Au quotidien : le chauffage

Dans notre logement, nous trouvons l’inertie dans notre système de chauffage puisque, nous avons tous pu constater que lorsque la chaudière s’arrête, les radiateurs continuent à être chaud et donc à chauffer l’air ambiant grâce à l’inertie thermique. Ils se refroidissent petit à petit mais ils sont encore chauds. D’un autre côté, les lois de la thermique (qui gèrent le chauffage) sont des équations mathématiques non linéaires. On pourrait donc démontrer que si les radiateurs, après avoir chauffé sont volontairement mis à l’arrêt pendant quelques minutes, ne consommerait pas fondamentalement beaucoup plus d’énergie que s’ils n’avaient pas été arrêtés pendant ce laps de temps (inertie et non-linéarité). On voit alors se pointer une petite économie d’énergie et donc un gain de quelques euros chaque année !

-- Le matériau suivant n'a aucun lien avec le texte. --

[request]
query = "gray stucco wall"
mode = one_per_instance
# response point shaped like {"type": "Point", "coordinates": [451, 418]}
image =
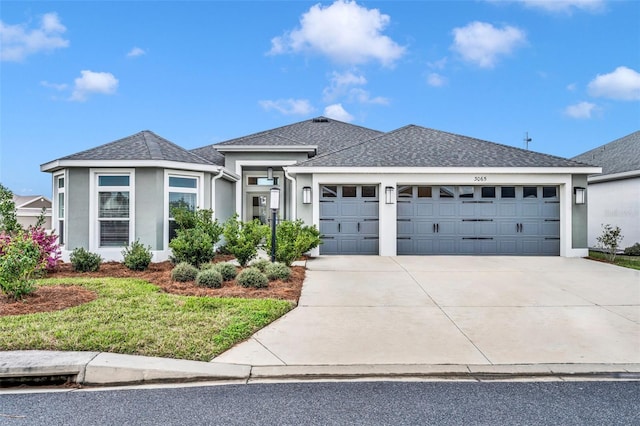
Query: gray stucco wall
{"type": "Point", "coordinates": [579, 219]}
{"type": "Point", "coordinates": [77, 212]}
{"type": "Point", "coordinates": [149, 193]}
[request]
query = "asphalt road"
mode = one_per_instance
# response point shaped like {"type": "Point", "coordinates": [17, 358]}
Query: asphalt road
{"type": "Point", "coordinates": [352, 403]}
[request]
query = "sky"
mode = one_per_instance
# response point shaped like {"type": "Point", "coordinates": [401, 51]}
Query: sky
{"type": "Point", "coordinates": [77, 74]}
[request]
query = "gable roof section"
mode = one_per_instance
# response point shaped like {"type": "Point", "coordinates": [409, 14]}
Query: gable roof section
{"type": "Point", "coordinates": [142, 146]}
{"type": "Point", "coordinates": [619, 156]}
{"type": "Point", "coordinates": [415, 146]}
{"type": "Point", "coordinates": [324, 134]}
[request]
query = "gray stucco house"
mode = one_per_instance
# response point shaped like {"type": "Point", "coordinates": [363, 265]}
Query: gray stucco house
{"type": "Point", "coordinates": [409, 191]}
{"type": "Point", "coordinates": [614, 195]}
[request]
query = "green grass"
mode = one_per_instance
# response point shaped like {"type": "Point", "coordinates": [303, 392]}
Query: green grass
{"type": "Point", "coordinates": [632, 262]}
{"type": "Point", "coordinates": [133, 317]}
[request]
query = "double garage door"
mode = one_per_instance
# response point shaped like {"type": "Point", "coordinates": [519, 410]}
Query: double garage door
{"type": "Point", "coordinates": [484, 220]}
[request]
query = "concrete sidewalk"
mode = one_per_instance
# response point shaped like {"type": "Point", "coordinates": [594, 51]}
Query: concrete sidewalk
{"type": "Point", "coordinates": [426, 317]}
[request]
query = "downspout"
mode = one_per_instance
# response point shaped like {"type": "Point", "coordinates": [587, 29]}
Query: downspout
{"type": "Point", "coordinates": [294, 200]}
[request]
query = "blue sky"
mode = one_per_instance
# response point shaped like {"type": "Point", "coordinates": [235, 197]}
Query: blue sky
{"type": "Point", "coordinates": [75, 75]}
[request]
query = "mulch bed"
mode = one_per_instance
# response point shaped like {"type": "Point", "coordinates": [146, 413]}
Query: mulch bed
{"type": "Point", "coordinates": [51, 298]}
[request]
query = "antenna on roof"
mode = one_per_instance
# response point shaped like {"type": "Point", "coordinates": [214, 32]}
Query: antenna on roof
{"type": "Point", "coordinates": [527, 139]}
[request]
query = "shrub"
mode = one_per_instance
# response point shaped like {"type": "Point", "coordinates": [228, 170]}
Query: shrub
{"type": "Point", "coordinates": [227, 270]}
{"type": "Point", "coordinates": [209, 278]}
{"type": "Point", "coordinates": [193, 246]}
{"type": "Point", "coordinates": [19, 263]}
{"type": "Point", "coordinates": [261, 264]}
{"type": "Point", "coordinates": [85, 261]}
{"type": "Point", "coordinates": [137, 257]}
{"type": "Point", "coordinates": [293, 239]}
{"type": "Point", "coordinates": [243, 239]}
{"type": "Point", "coordinates": [252, 277]}
{"type": "Point", "coordinates": [633, 250]}
{"type": "Point", "coordinates": [278, 271]}
{"type": "Point", "coordinates": [183, 272]}
{"type": "Point", "coordinates": [610, 240]}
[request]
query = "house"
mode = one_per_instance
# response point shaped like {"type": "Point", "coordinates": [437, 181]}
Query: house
{"type": "Point", "coordinates": [30, 207]}
{"type": "Point", "coordinates": [410, 191]}
{"type": "Point", "coordinates": [614, 196]}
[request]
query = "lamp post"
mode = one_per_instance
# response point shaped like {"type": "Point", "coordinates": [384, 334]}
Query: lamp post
{"type": "Point", "coordinates": [274, 204]}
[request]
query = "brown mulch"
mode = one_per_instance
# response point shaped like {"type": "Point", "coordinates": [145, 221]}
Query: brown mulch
{"type": "Point", "coordinates": [51, 298]}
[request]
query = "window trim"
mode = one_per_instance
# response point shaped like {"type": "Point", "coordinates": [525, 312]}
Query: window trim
{"type": "Point", "coordinates": [94, 226]}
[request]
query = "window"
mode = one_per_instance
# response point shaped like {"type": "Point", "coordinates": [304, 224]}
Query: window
{"type": "Point", "coordinates": [508, 192]}
{"type": "Point", "coordinates": [60, 213]}
{"type": "Point", "coordinates": [369, 191]}
{"type": "Point", "coordinates": [113, 210]}
{"type": "Point", "coordinates": [183, 194]}
{"type": "Point", "coordinates": [488, 192]}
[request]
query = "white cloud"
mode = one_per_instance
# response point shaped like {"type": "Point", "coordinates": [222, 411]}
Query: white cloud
{"type": "Point", "coordinates": [18, 41]}
{"type": "Point", "coordinates": [93, 82]}
{"type": "Point", "coordinates": [581, 110]}
{"type": "Point", "coordinates": [337, 112]}
{"type": "Point", "coordinates": [436, 80]}
{"type": "Point", "coordinates": [565, 6]}
{"type": "Point", "coordinates": [482, 43]}
{"type": "Point", "coordinates": [344, 31]}
{"type": "Point", "coordinates": [136, 51]}
{"type": "Point", "coordinates": [288, 106]}
{"type": "Point", "coordinates": [622, 84]}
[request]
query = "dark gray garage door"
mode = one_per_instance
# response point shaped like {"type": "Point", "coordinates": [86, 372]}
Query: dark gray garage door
{"type": "Point", "coordinates": [504, 220]}
{"type": "Point", "coordinates": [349, 219]}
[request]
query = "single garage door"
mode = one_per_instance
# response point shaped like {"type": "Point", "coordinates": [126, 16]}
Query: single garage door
{"type": "Point", "coordinates": [485, 220]}
{"type": "Point", "coordinates": [349, 219]}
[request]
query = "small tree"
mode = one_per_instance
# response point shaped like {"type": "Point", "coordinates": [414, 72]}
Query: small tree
{"type": "Point", "coordinates": [610, 240]}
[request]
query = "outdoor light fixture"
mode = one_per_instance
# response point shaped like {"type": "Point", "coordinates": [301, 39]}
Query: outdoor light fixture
{"type": "Point", "coordinates": [580, 194]}
{"type": "Point", "coordinates": [388, 195]}
{"type": "Point", "coordinates": [274, 203]}
{"type": "Point", "coordinates": [306, 195]}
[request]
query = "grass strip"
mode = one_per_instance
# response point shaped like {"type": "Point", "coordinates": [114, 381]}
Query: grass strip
{"type": "Point", "coordinates": [131, 316]}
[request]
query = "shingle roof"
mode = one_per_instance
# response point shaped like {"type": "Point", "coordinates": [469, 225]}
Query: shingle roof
{"type": "Point", "coordinates": [621, 155]}
{"type": "Point", "coordinates": [144, 145]}
{"type": "Point", "coordinates": [325, 133]}
{"type": "Point", "coordinates": [415, 146]}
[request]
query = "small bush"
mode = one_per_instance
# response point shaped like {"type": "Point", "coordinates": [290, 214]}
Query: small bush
{"type": "Point", "coordinates": [252, 277]}
{"type": "Point", "coordinates": [137, 257]}
{"type": "Point", "coordinates": [85, 261]}
{"type": "Point", "coordinates": [278, 271]}
{"type": "Point", "coordinates": [209, 278]}
{"type": "Point", "coordinates": [261, 264]}
{"type": "Point", "coordinates": [184, 272]}
{"type": "Point", "coordinates": [227, 270]}
{"type": "Point", "coordinates": [634, 250]}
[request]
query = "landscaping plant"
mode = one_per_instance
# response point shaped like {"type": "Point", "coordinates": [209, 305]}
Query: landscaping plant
{"type": "Point", "coordinates": [85, 261]}
{"type": "Point", "coordinates": [293, 239]}
{"type": "Point", "coordinates": [242, 239]}
{"type": "Point", "coordinates": [137, 257]}
{"type": "Point", "coordinates": [610, 240]}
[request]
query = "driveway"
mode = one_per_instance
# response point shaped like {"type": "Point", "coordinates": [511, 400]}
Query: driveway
{"type": "Point", "coordinates": [359, 310]}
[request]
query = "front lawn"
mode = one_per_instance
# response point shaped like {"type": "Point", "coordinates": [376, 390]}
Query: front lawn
{"type": "Point", "coordinates": [632, 262]}
{"type": "Point", "coordinates": [132, 316]}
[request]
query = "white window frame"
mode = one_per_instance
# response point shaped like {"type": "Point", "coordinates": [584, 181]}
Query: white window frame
{"type": "Point", "coordinates": [94, 226]}
{"type": "Point", "coordinates": [198, 190]}
{"type": "Point", "coordinates": [56, 219]}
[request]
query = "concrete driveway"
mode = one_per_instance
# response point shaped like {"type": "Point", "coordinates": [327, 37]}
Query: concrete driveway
{"type": "Point", "coordinates": [361, 310]}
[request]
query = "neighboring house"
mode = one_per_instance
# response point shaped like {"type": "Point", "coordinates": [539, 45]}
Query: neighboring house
{"type": "Point", "coordinates": [614, 195]}
{"type": "Point", "coordinates": [30, 207]}
{"type": "Point", "coordinates": [410, 191]}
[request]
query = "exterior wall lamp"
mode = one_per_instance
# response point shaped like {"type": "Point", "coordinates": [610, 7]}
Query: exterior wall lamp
{"type": "Point", "coordinates": [388, 195]}
{"type": "Point", "coordinates": [306, 195]}
{"type": "Point", "coordinates": [580, 194]}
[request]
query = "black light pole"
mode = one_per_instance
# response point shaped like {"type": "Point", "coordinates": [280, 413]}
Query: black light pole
{"type": "Point", "coordinates": [274, 204]}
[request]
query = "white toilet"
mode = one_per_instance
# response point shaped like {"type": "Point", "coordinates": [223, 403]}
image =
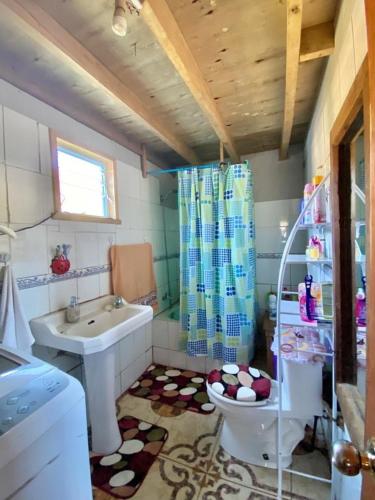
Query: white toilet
{"type": "Point", "coordinates": [249, 431]}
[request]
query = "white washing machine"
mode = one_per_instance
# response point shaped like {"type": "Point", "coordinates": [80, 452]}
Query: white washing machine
{"type": "Point", "coordinates": [44, 451]}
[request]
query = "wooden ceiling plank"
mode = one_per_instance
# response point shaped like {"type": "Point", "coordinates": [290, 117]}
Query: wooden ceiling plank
{"type": "Point", "coordinates": [293, 42]}
{"type": "Point", "coordinates": [42, 27]}
{"type": "Point", "coordinates": [159, 18]}
{"type": "Point", "coordinates": [317, 41]}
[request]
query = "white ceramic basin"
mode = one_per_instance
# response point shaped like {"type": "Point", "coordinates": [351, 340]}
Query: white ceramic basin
{"type": "Point", "coordinates": [94, 337]}
{"type": "Point", "coordinates": [96, 330]}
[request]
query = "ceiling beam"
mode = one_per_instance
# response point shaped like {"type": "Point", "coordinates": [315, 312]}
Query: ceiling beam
{"type": "Point", "coordinates": [293, 42]}
{"type": "Point", "coordinates": [159, 18]}
{"type": "Point", "coordinates": [317, 41]}
{"type": "Point", "coordinates": [43, 28]}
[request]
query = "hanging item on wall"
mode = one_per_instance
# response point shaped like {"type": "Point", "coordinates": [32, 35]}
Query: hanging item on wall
{"type": "Point", "coordinates": [60, 263]}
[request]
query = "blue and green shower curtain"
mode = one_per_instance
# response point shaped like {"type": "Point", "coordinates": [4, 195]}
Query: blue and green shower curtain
{"type": "Point", "coordinates": [217, 262]}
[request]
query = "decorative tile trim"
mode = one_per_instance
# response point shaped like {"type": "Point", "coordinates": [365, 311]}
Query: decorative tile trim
{"type": "Point", "coordinates": [274, 255]}
{"type": "Point", "coordinates": [44, 279]}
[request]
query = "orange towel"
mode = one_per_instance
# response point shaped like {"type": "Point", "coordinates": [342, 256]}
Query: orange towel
{"type": "Point", "coordinates": [133, 273]}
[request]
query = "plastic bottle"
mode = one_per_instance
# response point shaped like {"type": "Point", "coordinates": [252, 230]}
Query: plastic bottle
{"type": "Point", "coordinates": [307, 193]}
{"type": "Point", "coordinates": [360, 307]}
{"type": "Point", "coordinates": [272, 305]}
{"type": "Point", "coordinates": [73, 310]}
{"type": "Point", "coordinates": [319, 205]}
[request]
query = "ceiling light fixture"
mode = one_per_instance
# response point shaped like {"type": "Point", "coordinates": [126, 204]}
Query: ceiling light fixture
{"type": "Point", "coordinates": [119, 22]}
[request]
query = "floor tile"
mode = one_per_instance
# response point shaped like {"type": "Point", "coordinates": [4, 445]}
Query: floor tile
{"type": "Point", "coordinates": [309, 488]}
{"type": "Point", "coordinates": [136, 407]}
{"type": "Point", "coordinates": [191, 439]}
{"type": "Point", "coordinates": [225, 490]}
{"type": "Point", "coordinates": [314, 463]}
{"type": "Point", "coordinates": [168, 480]}
{"type": "Point", "coordinates": [231, 469]}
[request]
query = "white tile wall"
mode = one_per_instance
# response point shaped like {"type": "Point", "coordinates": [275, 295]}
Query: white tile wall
{"type": "Point", "coordinates": [88, 287]}
{"type": "Point", "coordinates": [350, 50]}
{"type": "Point", "coordinates": [269, 216]}
{"type": "Point", "coordinates": [25, 161]}
{"type": "Point", "coordinates": [165, 339]}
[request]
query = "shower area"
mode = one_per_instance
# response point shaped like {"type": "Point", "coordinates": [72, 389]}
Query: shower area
{"type": "Point", "coordinates": [169, 307]}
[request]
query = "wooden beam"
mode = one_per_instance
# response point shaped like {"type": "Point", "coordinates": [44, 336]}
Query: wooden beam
{"type": "Point", "coordinates": [317, 41]}
{"type": "Point", "coordinates": [159, 18]}
{"type": "Point", "coordinates": [43, 28]}
{"type": "Point", "coordinates": [293, 42]}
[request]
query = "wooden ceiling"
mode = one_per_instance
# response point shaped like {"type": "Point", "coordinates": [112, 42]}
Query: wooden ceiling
{"type": "Point", "coordinates": [239, 47]}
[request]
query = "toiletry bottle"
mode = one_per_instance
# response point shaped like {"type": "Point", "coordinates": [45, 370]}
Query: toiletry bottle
{"type": "Point", "coordinates": [272, 306]}
{"type": "Point", "coordinates": [73, 310]}
{"type": "Point", "coordinates": [360, 307]}
{"type": "Point", "coordinates": [307, 192]}
{"type": "Point", "coordinates": [319, 205]}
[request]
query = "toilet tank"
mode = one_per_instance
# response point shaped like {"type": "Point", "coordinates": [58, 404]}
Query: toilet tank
{"type": "Point", "coordinates": [302, 388]}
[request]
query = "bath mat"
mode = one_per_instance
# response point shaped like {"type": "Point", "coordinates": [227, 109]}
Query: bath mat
{"type": "Point", "coordinates": [122, 473]}
{"type": "Point", "coordinates": [183, 389]}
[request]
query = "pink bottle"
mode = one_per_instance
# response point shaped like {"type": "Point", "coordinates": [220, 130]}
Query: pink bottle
{"type": "Point", "coordinates": [360, 307]}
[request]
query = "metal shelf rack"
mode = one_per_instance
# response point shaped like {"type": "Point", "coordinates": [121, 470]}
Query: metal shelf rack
{"type": "Point", "coordinates": [287, 318]}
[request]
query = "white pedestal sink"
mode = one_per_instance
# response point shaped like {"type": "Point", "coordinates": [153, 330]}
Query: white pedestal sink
{"type": "Point", "coordinates": [94, 337]}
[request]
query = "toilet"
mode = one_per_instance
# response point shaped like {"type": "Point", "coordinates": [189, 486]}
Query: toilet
{"type": "Point", "coordinates": [249, 431]}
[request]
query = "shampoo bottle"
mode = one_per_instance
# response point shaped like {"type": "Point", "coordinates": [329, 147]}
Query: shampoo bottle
{"type": "Point", "coordinates": [360, 307]}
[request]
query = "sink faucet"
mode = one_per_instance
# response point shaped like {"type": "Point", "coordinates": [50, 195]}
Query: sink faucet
{"type": "Point", "coordinates": [118, 302]}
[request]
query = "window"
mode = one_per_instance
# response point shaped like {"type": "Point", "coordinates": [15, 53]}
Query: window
{"type": "Point", "coordinates": [84, 183]}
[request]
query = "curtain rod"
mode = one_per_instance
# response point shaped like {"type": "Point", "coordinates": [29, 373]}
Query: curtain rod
{"type": "Point", "coordinates": [158, 172]}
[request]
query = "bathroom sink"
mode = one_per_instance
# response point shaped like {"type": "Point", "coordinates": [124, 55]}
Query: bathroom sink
{"type": "Point", "coordinates": [97, 329]}
{"type": "Point", "coordinates": [94, 337]}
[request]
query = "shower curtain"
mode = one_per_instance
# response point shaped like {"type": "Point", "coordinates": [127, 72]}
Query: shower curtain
{"type": "Point", "coordinates": [217, 262]}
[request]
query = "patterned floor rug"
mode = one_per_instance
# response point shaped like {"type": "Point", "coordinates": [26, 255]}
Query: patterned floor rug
{"type": "Point", "coordinates": [182, 389]}
{"type": "Point", "coordinates": [122, 473]}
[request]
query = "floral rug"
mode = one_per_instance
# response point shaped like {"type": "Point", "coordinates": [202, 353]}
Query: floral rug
{"type": "Point", "coordinates": [182, 389]}
{"type": "Point", "coordinates": [122, 473]}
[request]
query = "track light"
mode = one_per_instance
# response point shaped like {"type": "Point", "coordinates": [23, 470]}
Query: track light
{"type": "Point", "coordinates": [119, 22]}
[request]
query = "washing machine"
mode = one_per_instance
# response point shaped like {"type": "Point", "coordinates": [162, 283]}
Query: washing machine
{"type": "Point", "coordinates": [44, 451]}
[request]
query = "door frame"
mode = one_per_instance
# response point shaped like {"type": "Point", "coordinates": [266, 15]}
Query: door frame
{"type": "Point", "coordinates": [359, 415]}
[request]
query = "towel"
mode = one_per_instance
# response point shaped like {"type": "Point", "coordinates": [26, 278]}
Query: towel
{"type": "Point", "coordinates": [14, 328]}
{"type": "Point", "coordinates": [133, 273]}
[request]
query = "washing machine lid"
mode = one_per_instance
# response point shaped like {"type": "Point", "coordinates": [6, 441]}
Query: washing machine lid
{"type": "Point", "coordinates": [18, 368]}
{"type": "Point", "coordinates": [33, 397]}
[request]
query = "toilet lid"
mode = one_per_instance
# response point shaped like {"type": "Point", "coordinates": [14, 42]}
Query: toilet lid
{"type": "Point", "coordinates": [240, 383]}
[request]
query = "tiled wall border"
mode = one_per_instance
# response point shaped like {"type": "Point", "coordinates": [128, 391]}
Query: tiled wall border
{"type": "Point", "coordinates": [269, 255]}
{"type": "Point", "coordinates": [44, 279]}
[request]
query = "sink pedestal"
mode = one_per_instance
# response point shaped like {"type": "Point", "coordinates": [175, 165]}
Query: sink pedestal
{"type": "Point", "coordinates": [100, 383]}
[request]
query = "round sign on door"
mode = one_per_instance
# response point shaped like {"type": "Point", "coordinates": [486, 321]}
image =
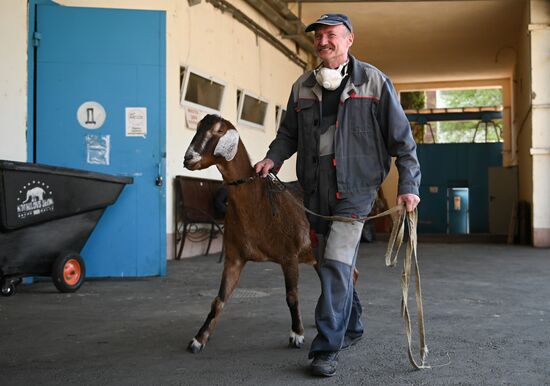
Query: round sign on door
{"type": "Point", "coordinates": [91, 115]}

L’effacement : éviter de consommer momentanément permet des économies

La loi du 10 février 2010…

Il faut savoir maintenant que la loi du 10 février 2000 s’est intéressée au processus d’effacement qui consiste très simplement à économiser de l’énergie en ne la consommant pas. Ce procédé permet donc aux consommateurs qui pratique l’effacement de consommer (et donc payer) moins d’électricité et d’émettre donc moins de CO2. C’est tout de même plutôt intéressant. Cette loi notamment ne prévoit que votre fournisseur d’énergie doit recevoir le paiement de l’énergie non consommée par un effacement. Ainsi, si vous faites appels à un opérateur qui pratique l’effacement en coupant momentanément la consommation de vos radiateurs ou de votre chaudière (quelques minutes), cette énergie que vous n’avez pas consommée doit être payée malgré tout au producteur (puisqu’il l’a effectivement produite). Bien sur, ce n’est pas le consommateur qui doit la payer mais l’opérateur responsable de cet effacement. Cela provient du fait que, l’énergie ne se stockant pas, les fournisseurs produisent une puissance électrique instantanée la plus proche possible de la puissance consommée.

…et ces conséquences

En effaçant, le producteur d’électricité se voit donc produire trop d’énergie et voit sa stratégie économique mise à mal. Face à ça, la loi prévoit donc que l’effaceur doit en réalité payer l’énergie effacée et rend donc caduque son intervention puisque son service devra donc être rendu payant aux consommateurs pour assurer la viabilité de l’effaceur ! En d’autre terme, d’après les lois basiques de l’économie, le consommateur devrait payer son effacement ! Cette situation est proprement inadmissible et nous demandons donc que ce système inique soit revu complètement. Nous sommes dans une situation incroyable puisque l’effacement permet notamment de faire face au pic de production électrique (et donc à la mais en fonction de centrales à charbons par exemple, très émettrice de CO2) en rendant disponible de la puissance électrique. Or, cette puissance est utilisée par des opérateurs qui ne sont forcement les même que ceux qui vous fournissent notre électricité. Pourquoi ? Tout simplement parce que la libéralisation du marché le permet ! Autrement dis, aujourd’hui, il n’est pas possible, simplement de régler la facture de l’énergie qu’à produit un opérateur, qui a été effacé et que, finalement un autre (ou le même) opérateur a utilisé. Pour faire face à cela, le législateur a donc créer un système très simple permettant de rendre impossible cette situation d’effacement, pourtant très pratique pour les consommateurs. Il suffirait pourtant que les producteurs d’électricité se débrouillent entre eux, via notamment l’opérateur de réseau RTE, qui connait la destination des puissances et que l’effacement soit finalement non couteuse aux consommateurs.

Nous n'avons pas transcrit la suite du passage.